Dahlia's book log だりあの本棚

読書で得た喜びをここに記録として残します。 こんな本を読みましたという備忘録として。

#620 疑うことで深く~『知と疑い』

『知と疑い』寺田寅彦 著

大正時代の英雄の言葉。

 

文化の日だった昨日、音楽を聴きながら読書を楽しんだ。

 

学生時代のこと、英文学の講義でイギリスの文学史に挙げられるような作品をいくつか読んだのだが、当時は「きれいだなー」くらいのぼんやりした感想しかなかった。それが年を重ね、というより社会人になって酸いも甘いも経験した頃から改めて詩、短歌、俳句や漢文に美しさ以上のものを感じられるようになった。たったの数文字から連想されることがものすごくたくさんあったりすると「まるで宇宙」と知ったかぶりしてみたり。
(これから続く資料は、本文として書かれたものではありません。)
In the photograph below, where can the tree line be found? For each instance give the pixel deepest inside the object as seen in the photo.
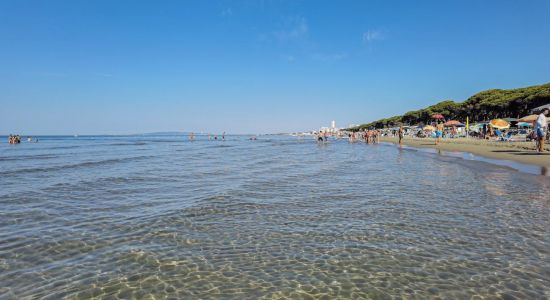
(483, 106)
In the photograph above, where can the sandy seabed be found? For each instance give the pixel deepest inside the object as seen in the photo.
(522, 152)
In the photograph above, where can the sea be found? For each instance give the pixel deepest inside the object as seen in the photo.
(280, 217)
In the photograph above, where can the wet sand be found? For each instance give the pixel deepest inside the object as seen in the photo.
(522, 152)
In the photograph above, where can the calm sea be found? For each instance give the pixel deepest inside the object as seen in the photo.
(280, 217)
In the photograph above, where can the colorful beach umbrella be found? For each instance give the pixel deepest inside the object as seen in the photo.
(499, 124)
(529, 118)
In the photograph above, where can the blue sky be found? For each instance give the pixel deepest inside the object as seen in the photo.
(91, 67)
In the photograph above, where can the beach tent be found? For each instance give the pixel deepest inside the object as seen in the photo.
(499, 124)
(540, 108)
(429, 128)
(453, 123)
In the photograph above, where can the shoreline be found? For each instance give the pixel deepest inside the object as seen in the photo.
(520, 152)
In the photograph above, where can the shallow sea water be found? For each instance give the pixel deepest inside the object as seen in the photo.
(160, 217)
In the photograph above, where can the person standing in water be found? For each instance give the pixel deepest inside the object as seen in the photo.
(541, 126)
(438, 132)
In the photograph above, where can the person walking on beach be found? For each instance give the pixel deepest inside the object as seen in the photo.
(541, 126)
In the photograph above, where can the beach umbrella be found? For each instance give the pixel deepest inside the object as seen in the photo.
(499, 124)
(529, 118)
(429, 128)
(540, 108)
(452, 123)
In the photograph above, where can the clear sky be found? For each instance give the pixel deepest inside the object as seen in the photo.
(92, 67)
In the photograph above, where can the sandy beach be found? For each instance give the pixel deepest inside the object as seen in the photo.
(523, 152)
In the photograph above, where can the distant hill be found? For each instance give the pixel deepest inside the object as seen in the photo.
(486, 105)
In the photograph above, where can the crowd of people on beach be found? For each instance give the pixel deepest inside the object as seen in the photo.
(536, 129)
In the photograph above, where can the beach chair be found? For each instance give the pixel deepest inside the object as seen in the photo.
(507, 138)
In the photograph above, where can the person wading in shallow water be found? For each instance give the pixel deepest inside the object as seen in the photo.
(438, 132)
(541, 126)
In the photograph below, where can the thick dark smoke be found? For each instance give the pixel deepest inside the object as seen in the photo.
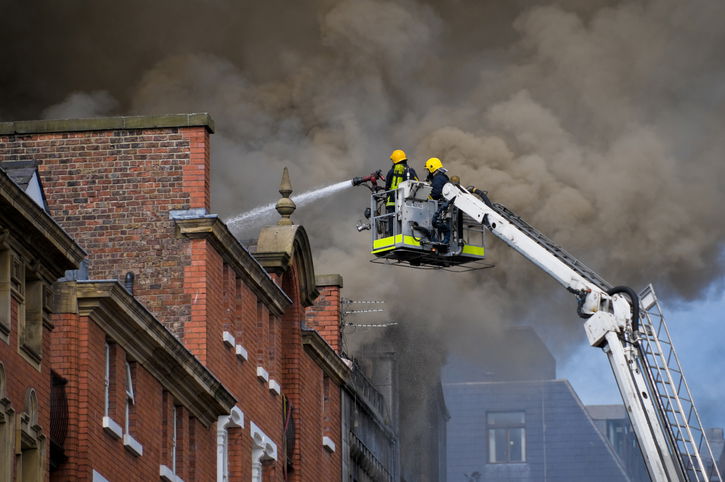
(599, 124)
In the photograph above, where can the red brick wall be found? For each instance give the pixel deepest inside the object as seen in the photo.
(89, 447)
(324, 315)
(112, 191)
(303, 382)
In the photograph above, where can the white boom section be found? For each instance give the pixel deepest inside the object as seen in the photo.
(607, 327)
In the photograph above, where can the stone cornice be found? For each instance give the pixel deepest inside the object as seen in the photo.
(281, 247)
(108, 123)
(246, 266)
(150, 344)
(57, 251)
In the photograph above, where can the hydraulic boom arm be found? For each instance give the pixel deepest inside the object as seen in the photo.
(612, 324)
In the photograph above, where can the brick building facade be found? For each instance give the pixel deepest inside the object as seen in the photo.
(177, 353)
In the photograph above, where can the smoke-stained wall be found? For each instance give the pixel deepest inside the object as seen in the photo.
(599, 124)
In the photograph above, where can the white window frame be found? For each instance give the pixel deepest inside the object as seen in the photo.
(130, 399)
(508, 428)
(174, 415)
(128, 441)
(107, 381)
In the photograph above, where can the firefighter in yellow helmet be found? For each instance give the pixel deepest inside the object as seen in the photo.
(438, 178)
(398, 173)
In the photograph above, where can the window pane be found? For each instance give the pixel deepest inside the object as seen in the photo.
(497, 440)
(503, 419)
(517, 445)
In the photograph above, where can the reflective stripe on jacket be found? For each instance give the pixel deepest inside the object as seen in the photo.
(398, 173)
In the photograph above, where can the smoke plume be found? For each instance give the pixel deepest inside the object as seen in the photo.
(599, 124)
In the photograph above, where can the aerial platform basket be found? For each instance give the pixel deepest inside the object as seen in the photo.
(407, 236)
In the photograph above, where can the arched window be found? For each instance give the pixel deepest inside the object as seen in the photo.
(6, 430)
(32, 441)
気が付くとたった一文字に惹かれて、一丁前に自分に重ねてみたりもする。表現する能力のある方ならば、もっと深みに到達して詩をもっと味わい尽くせるのだろうが、私には今この程度が精一杯だ。

 

好んで聴く音楽もメロディーの良さも重要だが、この頃は歌詞が刺さる。昨日もこの曲を聞いていたら、ふと気持ちが哲学的モードに入ってしまった。今は時間が空いたりするとすぐに携帯を触ってしまうのでなかなか「考える時間」というものが無くなった。昨日はこの曲を聞いてからぼんやりと考え事をしてみる。

 



そして、ふと寺田寅彦の作品を読もうと思った。物理学者でありながら、著者の随筆は文学的で読む度に戦前の知識人の知恵に驚いてしまう。今回はなんとも固いタイトルの本書を読むことにした。

 

「疑う」ということは、実はものすごく大切なことだ。信用しない、ということだから何となく肯定的に受け入れられない面が浮き立つし、特に対象が人間であればなんとなく後ろめたさが残る。しかし対象が仕事や学問や心理や気など、手で触れ目で見ることのできないものならばどうだろう。「どうして?」と疑問を持つことで答えを見つけようと自分の頭で考える。その作業は深くものを掘り出すことを意味しているし、自己啓発の本あたりにもよく書かれているので、やはり追求究明する作業には欠かせないことなのだろう。

 

疑いは知の基である。よく疑う者はよく知る人である。南洋孤島の酋長しゅうちょう東都をうて鉄道馬車の馬を見、驚いてあれは人食う動物かと問う、聞いて笑わざる人なし。笑う人は馬の名を知り馬の用を知り馬の性情形態を知れどもついに馬を知る事はできぬのである。馬を知らんと思う者は第一に馬を見て大いに驚き、次に大いに怪しみ、次いで大いに疑わねばならぬ。

 

最近読んでいるポアロもそうだが、疑うことで初めて解決へつながる道が見えてくる。それはわかっているのだが、私はなんともすんなりと物事を受け止めてしまう質である。だから進歩が無いということも大いに自覚している。すごい人に会えば、ただただ「すごいなあ」で終わってしまい、どうしてその人がすごいのかを疑うことがない。だから学びが浅いのだ。

 

読書もとよりはなはだ必要である、ただ一を読んで十を疑い百を考うる事が必要である。人間の知識を一歩進めんとする者は現在の知識の境界線まで進むを要する事はもちろんである。すでに境界線に立って線外の自然をつかまんとするものは、いたずらに目をふさいで迷想するだけではだめである。目を開いて自然その物を凝視しなければならぬ。これを手に取って右転左転して見なければならぬ。そうして大いに疑わねばならぬ。この際にただ注意すべき事は色めがねをかけて見ない事である。自分が色めがねをかけているかいないかを確かめるためには、さらに翻って既知の自然を省みまた大いに疑わなければならぬ事はもちろんである。

 

読書が好きなのは、別の世界にワープしたような感覚になれたり、主人公の活躍を疑似体験して一瞬自分を忘れられたり、知らないことを知る喜びがあるからなのだが、上の文章を読んで「私は本を味わえ切れていない」と思うに至った。ストーリーを楽しむだけではなく、本にしっかり対峙して考える作業をもっと持たねば。そうすればこそ記憶に心に残るのだ。こうして本の記録を取るようになったのも読んだことを忘れるからだが、味わい尽くしていればきっとタイトルを聞いただけで「ああ、あの本ね!」とさっと記憶の引き出しから内容を取り出せることだろう。

 

短い随筆なので2度も3度も読みながら、今の自分の読書に何が足りないかを考えた。Kindleでも無料で読めるが青空文庫でもアクセス可能なので、是非一読をおススメします。